Real numbers are definitely the mixture of rational and irrational numbers, within the number system. In general, all the mathematics operations may be finished on these numbers and they may be represented in the number line, also.
Real Numbers Definition
Real numbers may be defined as the union of both rational and irrational numbers. They may be each positive or negative and are denoted by using the image “R”. all the natural numbers, decimals and fractions come underneath this class.
A real number is a number that can be found on the number line. These are the numbers that we normally use and utilize them in real-world applications.
Set of real numbers
The set of real numbers includes different categories which are as follows ,
The classification of real numbers can be done in the following way -:
Natural numbers
Whole numbers
Integers
Fractions
Rational numbers
Irrational numbers
Here is the classification chart of real numbers -:
Natural Numbers -:
A natural number is defined as a counting number. It starts from 1 onwards. They are presented at the right side of the number line (after 0).
Examples -: 1,3,66,204,789,34,2499,……
Whole Numbers -:
A whole number is a collection of zero (0) and natural Numbers. They are presented at the right side of the number line.
Examples -: 0, 1,9,80,23,79,…….
Integers -:
They are defined as the collective result of whole numbers and negative of all natural numbers.
Examples -: -infinity (-∞),……..-4, -3, -2, -1, 0, 1, 2, 3, 4, ……+infinity (+∞)
Rational Numbers -:
Rational numbers are those numbers that can be written or represented in the form of p/q, where q≠0.
Examples -: -1/8 , 3/9 , 8/2, 8/5 , -5/6 ……
Irrational Numbers -: Irrational numbers are those numbers which are not rational and cannot be represented in the form of p/q.
Examples. -: Irrational numbers are non-terminating and non-repeating in nature like √2.
Examples of Real Numbers –
Example 1 -: Find five rational numbers between ½ and 3/5.

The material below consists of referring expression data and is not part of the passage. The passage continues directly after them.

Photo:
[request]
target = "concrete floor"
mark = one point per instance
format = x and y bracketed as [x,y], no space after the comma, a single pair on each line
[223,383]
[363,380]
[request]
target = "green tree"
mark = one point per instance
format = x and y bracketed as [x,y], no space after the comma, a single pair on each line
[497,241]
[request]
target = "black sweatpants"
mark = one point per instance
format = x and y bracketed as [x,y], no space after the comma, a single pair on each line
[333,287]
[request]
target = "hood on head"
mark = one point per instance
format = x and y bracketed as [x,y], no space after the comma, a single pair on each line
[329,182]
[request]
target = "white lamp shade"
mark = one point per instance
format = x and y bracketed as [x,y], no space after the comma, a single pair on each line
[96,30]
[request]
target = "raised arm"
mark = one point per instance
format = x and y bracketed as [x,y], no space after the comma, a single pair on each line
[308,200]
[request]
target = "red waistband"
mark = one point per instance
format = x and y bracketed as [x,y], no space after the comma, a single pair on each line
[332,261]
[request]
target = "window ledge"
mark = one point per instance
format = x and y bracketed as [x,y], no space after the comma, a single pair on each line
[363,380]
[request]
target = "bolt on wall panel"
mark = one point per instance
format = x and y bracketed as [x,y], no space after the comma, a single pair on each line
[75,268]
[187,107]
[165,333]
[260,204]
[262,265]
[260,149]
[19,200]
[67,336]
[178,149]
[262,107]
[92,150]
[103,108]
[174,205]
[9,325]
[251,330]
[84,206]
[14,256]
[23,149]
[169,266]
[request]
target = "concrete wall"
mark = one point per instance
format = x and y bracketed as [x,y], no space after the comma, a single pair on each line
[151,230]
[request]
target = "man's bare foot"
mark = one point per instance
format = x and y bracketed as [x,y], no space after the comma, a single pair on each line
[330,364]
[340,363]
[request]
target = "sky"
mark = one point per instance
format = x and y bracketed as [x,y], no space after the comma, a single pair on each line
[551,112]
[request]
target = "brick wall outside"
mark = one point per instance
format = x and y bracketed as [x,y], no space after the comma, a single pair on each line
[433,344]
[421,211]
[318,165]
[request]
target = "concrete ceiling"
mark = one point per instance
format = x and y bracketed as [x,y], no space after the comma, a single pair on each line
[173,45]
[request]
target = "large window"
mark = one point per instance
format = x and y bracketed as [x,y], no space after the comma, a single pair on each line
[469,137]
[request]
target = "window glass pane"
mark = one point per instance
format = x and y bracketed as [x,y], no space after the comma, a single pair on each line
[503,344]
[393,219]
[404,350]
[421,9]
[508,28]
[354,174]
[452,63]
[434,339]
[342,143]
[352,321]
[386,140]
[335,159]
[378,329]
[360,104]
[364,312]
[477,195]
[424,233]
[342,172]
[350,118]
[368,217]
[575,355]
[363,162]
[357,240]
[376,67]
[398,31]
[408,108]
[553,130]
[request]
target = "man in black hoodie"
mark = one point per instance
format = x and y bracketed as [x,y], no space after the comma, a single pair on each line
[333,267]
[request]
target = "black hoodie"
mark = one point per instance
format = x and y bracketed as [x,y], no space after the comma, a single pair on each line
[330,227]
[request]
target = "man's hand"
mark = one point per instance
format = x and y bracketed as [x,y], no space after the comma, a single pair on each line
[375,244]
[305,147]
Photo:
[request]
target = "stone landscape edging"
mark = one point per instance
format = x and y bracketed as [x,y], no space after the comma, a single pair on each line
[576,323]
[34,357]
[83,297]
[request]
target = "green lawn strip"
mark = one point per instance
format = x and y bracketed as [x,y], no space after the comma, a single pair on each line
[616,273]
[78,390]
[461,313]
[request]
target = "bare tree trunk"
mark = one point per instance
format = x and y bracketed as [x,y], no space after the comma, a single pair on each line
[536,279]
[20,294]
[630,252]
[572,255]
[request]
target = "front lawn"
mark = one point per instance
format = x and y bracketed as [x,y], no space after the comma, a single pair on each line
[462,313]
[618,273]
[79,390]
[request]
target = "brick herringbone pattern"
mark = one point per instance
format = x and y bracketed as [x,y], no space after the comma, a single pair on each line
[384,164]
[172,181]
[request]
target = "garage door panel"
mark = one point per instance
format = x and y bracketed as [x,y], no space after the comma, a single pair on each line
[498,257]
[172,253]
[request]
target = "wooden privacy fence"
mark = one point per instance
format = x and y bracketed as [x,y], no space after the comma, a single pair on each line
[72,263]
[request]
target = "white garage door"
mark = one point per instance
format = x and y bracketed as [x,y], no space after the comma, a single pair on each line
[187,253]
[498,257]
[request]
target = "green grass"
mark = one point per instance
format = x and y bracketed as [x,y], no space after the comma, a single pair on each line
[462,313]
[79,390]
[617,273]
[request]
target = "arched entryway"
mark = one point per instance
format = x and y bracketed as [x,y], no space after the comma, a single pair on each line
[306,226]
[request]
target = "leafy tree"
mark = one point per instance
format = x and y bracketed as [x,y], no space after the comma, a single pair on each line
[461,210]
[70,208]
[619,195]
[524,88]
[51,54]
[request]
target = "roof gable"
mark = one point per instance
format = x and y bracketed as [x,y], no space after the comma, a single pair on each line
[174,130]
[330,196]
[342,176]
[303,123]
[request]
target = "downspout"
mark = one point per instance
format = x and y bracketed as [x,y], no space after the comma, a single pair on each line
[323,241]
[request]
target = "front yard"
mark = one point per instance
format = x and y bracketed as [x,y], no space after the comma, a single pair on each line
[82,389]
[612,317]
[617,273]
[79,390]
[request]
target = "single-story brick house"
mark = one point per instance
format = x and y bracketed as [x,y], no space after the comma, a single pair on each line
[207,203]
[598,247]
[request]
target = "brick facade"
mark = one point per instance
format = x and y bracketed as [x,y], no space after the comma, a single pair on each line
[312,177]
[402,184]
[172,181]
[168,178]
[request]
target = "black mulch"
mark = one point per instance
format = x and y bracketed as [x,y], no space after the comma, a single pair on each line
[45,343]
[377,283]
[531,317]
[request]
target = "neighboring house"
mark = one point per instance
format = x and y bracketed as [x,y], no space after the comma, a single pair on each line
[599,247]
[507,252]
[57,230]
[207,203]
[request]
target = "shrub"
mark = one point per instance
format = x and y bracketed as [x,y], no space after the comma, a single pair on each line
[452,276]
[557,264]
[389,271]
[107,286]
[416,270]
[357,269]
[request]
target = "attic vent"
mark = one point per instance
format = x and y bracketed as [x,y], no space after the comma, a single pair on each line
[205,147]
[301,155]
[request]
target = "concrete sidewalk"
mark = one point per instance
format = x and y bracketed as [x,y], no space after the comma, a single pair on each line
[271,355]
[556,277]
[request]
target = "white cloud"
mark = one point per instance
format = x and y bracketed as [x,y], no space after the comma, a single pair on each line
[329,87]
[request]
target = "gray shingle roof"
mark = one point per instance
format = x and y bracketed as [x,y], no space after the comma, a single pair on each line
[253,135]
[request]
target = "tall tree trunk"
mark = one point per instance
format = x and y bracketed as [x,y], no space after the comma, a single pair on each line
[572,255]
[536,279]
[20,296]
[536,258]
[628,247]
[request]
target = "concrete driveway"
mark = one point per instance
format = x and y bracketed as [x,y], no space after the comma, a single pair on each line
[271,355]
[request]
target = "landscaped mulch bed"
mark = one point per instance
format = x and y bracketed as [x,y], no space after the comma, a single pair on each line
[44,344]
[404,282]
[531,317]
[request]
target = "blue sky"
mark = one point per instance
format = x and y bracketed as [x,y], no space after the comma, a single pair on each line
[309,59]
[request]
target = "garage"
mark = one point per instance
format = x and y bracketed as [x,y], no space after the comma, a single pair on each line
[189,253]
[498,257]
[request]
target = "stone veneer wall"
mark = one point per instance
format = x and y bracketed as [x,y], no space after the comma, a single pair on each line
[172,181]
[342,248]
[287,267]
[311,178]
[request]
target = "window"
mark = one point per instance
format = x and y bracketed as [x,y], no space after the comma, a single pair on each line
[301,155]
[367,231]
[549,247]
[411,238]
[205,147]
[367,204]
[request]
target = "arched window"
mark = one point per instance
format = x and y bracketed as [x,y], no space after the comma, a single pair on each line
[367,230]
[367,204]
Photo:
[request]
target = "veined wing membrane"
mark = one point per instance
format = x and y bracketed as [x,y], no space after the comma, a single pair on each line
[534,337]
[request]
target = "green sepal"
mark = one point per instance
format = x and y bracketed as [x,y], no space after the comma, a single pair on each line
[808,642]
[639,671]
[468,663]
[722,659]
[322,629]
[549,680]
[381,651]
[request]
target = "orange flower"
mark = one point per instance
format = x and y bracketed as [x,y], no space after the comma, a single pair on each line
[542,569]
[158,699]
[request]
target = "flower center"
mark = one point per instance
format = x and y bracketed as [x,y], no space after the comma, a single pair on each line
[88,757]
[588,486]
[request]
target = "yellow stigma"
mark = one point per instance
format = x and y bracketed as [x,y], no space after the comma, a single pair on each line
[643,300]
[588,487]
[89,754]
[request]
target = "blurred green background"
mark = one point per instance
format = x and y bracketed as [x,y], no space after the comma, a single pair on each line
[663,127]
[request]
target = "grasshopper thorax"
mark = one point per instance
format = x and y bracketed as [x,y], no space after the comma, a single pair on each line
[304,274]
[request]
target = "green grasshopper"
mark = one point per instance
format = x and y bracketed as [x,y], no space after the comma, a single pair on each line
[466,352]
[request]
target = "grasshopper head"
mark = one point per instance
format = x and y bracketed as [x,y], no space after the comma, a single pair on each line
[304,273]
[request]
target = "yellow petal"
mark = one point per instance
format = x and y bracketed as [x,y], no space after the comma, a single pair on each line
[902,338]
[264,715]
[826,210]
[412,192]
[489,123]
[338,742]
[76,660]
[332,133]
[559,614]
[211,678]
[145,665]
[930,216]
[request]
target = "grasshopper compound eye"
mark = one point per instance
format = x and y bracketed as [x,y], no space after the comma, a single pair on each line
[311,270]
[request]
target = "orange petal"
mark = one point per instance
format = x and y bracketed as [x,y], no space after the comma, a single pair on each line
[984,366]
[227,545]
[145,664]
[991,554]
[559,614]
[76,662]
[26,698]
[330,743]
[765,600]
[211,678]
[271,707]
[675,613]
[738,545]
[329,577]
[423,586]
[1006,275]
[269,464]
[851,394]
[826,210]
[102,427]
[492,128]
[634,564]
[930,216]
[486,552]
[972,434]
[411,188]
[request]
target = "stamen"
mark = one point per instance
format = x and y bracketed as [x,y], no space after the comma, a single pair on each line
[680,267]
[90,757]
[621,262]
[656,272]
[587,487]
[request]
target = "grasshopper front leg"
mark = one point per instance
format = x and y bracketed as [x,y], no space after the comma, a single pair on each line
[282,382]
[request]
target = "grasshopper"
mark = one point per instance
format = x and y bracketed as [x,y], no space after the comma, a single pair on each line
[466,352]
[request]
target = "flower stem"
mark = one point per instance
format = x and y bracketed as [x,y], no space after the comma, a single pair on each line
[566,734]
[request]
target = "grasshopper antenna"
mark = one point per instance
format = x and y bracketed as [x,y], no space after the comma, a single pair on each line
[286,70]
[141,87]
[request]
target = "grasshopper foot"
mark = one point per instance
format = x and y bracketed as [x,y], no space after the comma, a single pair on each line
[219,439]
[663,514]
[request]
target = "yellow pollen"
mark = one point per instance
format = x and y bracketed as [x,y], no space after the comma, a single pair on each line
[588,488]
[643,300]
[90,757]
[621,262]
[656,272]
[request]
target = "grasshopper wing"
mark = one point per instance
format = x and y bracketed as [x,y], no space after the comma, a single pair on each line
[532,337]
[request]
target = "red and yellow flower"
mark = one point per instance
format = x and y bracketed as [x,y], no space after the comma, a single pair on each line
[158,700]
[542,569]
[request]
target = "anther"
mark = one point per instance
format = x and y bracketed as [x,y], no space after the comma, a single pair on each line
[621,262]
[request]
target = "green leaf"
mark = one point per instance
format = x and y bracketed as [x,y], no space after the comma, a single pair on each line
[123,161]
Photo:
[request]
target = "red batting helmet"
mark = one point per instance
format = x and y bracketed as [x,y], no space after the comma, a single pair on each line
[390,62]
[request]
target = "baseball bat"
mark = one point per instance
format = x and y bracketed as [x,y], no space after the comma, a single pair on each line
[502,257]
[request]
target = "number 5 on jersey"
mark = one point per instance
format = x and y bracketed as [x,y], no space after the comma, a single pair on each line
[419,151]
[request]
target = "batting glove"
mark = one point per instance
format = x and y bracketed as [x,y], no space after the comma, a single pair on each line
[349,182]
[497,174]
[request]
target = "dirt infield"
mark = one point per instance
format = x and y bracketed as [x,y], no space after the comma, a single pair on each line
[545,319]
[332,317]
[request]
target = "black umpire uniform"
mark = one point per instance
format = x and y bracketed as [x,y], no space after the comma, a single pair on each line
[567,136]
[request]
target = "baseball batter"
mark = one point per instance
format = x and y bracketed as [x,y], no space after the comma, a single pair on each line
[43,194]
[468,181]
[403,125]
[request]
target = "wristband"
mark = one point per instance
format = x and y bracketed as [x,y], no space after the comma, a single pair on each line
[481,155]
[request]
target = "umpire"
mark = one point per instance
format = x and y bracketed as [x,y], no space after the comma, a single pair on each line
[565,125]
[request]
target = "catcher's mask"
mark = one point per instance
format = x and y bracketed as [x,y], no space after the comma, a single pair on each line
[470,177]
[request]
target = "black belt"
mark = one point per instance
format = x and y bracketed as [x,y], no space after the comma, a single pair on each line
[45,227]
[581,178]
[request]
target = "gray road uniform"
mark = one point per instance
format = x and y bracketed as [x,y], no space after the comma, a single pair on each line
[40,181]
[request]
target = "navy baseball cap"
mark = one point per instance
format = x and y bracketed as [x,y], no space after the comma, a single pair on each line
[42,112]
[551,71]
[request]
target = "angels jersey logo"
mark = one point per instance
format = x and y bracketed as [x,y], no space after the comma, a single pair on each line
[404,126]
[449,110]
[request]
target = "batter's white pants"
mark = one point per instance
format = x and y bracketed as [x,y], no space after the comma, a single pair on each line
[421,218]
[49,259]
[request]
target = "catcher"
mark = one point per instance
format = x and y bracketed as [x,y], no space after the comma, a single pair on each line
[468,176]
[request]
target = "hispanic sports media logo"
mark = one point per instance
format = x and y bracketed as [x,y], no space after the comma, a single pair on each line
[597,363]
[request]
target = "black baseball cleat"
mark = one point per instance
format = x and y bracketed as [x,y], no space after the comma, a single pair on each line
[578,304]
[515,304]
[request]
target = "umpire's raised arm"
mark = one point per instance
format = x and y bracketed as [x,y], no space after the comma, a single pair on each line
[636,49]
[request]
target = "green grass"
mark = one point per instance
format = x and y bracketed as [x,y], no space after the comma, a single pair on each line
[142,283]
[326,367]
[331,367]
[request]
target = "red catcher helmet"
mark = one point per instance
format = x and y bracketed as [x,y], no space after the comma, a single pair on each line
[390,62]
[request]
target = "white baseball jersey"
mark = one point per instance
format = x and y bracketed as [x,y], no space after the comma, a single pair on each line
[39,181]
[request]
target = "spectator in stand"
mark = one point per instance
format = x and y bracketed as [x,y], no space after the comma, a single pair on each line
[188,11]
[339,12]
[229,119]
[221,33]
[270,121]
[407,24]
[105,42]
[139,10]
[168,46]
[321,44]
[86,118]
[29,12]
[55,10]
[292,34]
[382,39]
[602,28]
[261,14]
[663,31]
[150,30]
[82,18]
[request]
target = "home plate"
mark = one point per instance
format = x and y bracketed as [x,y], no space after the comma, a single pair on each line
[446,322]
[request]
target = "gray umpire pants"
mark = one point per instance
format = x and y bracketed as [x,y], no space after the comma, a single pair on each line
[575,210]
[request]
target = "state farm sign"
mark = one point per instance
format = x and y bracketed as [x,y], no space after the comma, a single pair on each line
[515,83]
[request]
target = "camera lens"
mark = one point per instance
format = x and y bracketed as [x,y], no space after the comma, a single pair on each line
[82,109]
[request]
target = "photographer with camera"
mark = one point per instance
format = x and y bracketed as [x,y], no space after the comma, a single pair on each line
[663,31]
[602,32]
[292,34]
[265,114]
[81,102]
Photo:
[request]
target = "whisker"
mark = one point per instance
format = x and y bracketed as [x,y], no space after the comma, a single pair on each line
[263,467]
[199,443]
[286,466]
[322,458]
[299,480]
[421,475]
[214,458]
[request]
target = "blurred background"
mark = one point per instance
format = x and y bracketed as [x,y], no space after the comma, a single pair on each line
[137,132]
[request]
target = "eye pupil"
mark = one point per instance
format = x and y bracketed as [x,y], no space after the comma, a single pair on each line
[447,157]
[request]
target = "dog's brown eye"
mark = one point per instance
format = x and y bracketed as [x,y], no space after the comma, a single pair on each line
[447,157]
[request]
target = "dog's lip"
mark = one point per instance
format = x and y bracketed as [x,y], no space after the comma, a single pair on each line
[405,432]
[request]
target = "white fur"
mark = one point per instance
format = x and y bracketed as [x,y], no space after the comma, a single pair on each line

Solution -: We will make the denominator same for both the given rational number (1 × 5)/(2 × 5) = 5/10 and (3 × 2)/(5 × 2) = 6/10
Now, multiply both the numerator and denominator of both the rational number by 6,
(5 × 6)/(10 × 6) = 30/60 and (6 × 6)/(10 × 6) = 36/60
Five rational numbers between ½ = 30/60 and 3/5 = 36/60 are -:
31/60, 32/60, 33/60, 34/60, 35/60.
Example 2 -: Write the decimal equivalent of the following:
¼ (ii) 5/8 (iii) 3/2
Solution -: (i) ¼ = (1 × 25)/(4 × 25) = 25/100 = 0.25
5/8 = (5 × 125)/(8 × 125) = 625/1000 = 0.625
3/2 = (3 × 5)/(2 × 5) = 15/10 = 1.5
Facts of Real Numbers
The addition and the subtraction of a rational number and an irrational number is irrational.
The multiplication or quotient of a non-zero rational number with an irrational number is irrational.
If we perform addition, subtraction, multiplication or division of two irrational numbers then the result may be rational or irrational.
Some numbers have more than one real nth root.
For instance 36 has two real roots 6 and -6.
The real numbers include or consist of integers, rational, and irrational numbers.
The number line contains all the real numbers and nothing else.
Every real number has a decimal representation.
Real numbers can do arithmetic operations.
There are numbers that are not real (imaginary, complex).
Properties of Real Number-
Commutative Property
It states that if x and y are the numbers, then the general form will be x + y= y + x for and x.y = y.x for multiplication.
Addition: x+ y = y + x.
Multiplication: x × y = y × x .
Associative Property
If we have the numbers x, and z. The general form will be x + (y + z) = (x + y) + z for addition(x y) z = x (y z) for multiplication.
Distributive Property
For three numbers m, n, and r, which are real in nature, the distributive property is defined as:
m (n + r) = m n + m r and (m + n) r = m r + n r.
Identity Property
Here the additive and multiplicative identities -:
For addition: x + 0 = x. (0 is the additive identity)
For multiplication: n × 1 = 1 × n = n. (1 is the multiplicative identity)
Conclusion
Real numbers are defined as the aggregate of rational and irrational numbers, within the number system. In general, all the mathematics operations may be achieved on these numbers and they can be represented within the number line, also. We have discussed facts related to the real numbers which should be kept in mind. We have also discussed the examples related to real numbers to understand the concept in a better way. We have also gone through the properties of the real numbers. The properties of real numbers are the identity property, distributive property, associative property and commutative property.